Whenever the economy contracts — and it will, no matter what industries we have — businesses and households adjust their expenditures. But not this government. Instead, it wants businesses and other taxpayers to hand over more cash to elected officials in the name of “compassion” (to their political careers).

According to the governor, we also need to “change our mindset.” The public can do that — or choose to change the government’s leadership instead.

“New” leaders can be elected, to be sure, but the public’s expectations of what government should do remain the same. “Reforms” may be proposed and enacted, but it’s the same bureaucracy that is expected to enforce those reforms — reforms meant to fix the very system tasked with carrying them out.

Do we really expect that electing “new” leaders — who are practically saying and vowing the same things politicians have been saying for years — and introducing recycled measures will suddenly let the heavens open and transform us into new people with a new mindset and a new economy?

Those who believe in these things should not be trusted with any elective office — but then again, many voters believe in them, too.

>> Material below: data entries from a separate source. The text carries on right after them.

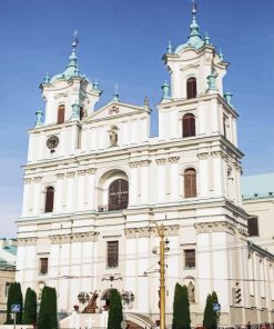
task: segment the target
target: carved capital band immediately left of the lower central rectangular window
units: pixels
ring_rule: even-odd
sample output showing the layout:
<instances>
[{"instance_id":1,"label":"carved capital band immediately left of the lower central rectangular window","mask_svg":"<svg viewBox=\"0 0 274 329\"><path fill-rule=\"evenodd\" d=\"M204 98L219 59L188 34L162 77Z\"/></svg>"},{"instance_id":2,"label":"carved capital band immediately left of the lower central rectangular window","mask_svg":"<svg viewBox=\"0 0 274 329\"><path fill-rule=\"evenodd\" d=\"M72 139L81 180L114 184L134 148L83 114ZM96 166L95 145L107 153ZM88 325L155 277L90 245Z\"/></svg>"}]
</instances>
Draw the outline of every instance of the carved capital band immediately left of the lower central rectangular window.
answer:
<instances>
[{"instance_id":1,"label":"carved capital band immediately left of the lower central rectangular window","mask_svg":"<svg viewBox=\"0 0 274 329\"><path fill-rule=\"evenodd\" d=\"M68 235L53 235L50 236L52 245L64 245L73 242L97 242L99 232L78 232Z\"/></svg>"}]
</instances>

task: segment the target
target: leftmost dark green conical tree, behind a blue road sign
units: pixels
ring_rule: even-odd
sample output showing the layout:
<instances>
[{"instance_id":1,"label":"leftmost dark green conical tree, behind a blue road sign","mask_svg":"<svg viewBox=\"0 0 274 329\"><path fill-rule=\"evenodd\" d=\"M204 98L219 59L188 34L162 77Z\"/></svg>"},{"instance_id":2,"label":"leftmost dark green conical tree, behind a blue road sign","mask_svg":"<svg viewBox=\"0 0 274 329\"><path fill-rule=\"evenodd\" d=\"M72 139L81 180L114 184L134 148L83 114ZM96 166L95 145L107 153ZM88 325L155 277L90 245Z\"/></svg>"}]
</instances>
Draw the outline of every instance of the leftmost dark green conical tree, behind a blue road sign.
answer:
<instances>
[{"instance_id":1,"label":"leftmost dark green conical tree, behind a blue road sign","mask_svg":"<svg viewBox=\"0 0 274 329\"><path fill-rule=\"evenodd\" d=\"M19 282L13 282L10 285L8 301L7 301L7 320L6 325L13 323L11 318L11 306L13 303L20 305L20 312L17 313L17 325L22 323L22 309L23 309L23 296L21 291L21 285Z\"/></svg>"}]
</instances>

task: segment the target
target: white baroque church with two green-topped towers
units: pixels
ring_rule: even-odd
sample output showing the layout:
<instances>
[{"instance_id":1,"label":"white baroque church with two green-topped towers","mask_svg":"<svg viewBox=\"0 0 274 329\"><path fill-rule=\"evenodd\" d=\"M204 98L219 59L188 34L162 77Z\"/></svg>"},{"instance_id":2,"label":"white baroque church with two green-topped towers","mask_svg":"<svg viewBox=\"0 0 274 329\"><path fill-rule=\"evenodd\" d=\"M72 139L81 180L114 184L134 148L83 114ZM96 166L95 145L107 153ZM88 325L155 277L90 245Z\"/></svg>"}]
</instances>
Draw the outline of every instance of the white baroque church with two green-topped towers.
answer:
<instances>
[{"instance_id":1,"label":"white baroque church with two green-topped towers","mask_svg":"<svg viewBox=\"0 0 274 329\"><path fill-rule=\"evenodd\" d=\"M239 114L223 88L229 63L201 37L195 9L190 29L163 57L171 80L158 137L148 100L115 94L94 110L102 91L80 72L75 44L65 71L40 86L44 120L38 111L29 131L17 280L24 291L55 287L60 313L83 310L81 298L94 291L99 311L108 309L116 288L125 313L160 319L163 223L168 325L176 282L189 288L192 326L202 325L213 290L222 326L274 321L274 256L247 241Z\"/></svg>"}]
</instances>

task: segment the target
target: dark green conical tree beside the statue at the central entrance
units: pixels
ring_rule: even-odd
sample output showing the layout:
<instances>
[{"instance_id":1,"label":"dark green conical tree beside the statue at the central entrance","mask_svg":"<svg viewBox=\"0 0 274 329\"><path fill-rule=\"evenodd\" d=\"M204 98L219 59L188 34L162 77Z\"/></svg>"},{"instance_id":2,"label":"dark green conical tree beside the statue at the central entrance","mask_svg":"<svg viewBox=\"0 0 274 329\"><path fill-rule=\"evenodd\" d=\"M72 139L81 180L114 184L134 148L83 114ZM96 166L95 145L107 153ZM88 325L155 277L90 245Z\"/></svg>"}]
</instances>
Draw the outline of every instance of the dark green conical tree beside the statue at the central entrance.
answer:
<instances>
[{"instance_id":1,"label":"dark green conical tree beside the statue at the central entrance","mask_svg":"<svg viewBox=\"0 0 274 329\"><path fill-rule=\"evenodd\" d=\"M110 310L108 329L121 329L121 322L123 321L123 308L121 296L116 289L112 289L110 292Z\"/></svg>"}]
</instances>

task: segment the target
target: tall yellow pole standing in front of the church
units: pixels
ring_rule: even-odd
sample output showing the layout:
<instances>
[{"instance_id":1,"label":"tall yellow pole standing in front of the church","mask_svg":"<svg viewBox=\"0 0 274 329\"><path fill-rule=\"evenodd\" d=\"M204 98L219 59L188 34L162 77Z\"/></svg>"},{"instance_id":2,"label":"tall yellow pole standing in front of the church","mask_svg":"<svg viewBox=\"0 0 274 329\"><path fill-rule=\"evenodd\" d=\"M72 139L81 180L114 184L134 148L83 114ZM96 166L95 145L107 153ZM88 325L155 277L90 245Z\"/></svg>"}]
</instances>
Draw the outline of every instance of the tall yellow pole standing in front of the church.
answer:
<instances>
[{"instance_id":1,"label":"tall yellow pole standing in front of the church","mask_svg":"<svg viewBox=\"0 0 274 329\"><path fill-rule=\"evenodd\" d=\"M165 241L164 241L164 226L159 227L156 221L153 221L158 229L160 237L160 329L165 329L165 269L164 269L164 256L165 256Z\"/></svg>"}]
</instances>

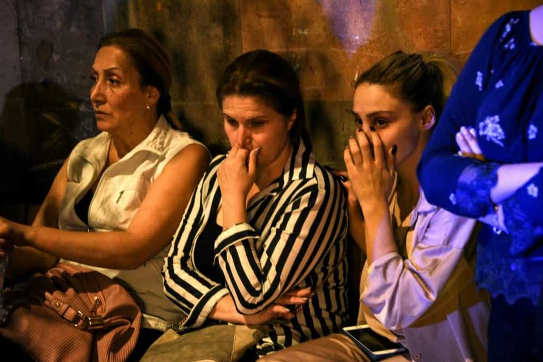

Sadly, however, to quote Kevin Williamson, the economy “is not a game of chess to be played by masters, it is not a laboratory process that can be managed by scientific methods, and still less is it an exercise in magic in which outcomes can be improved by such fanciful inputs as empathy. [Elected officials] don’t actually know what to do with any degree of specificity, because there are competing priorities, because real-world events change more quickly than policy-makers can account for, and because the world is complex and unknowable.”

Which reminds me of the following dialogue from “The Matrix Reloaded”:

Lock: “Damn it…not everyone believes what you believe!”

Morpheus: “My beliefs do not require them to.”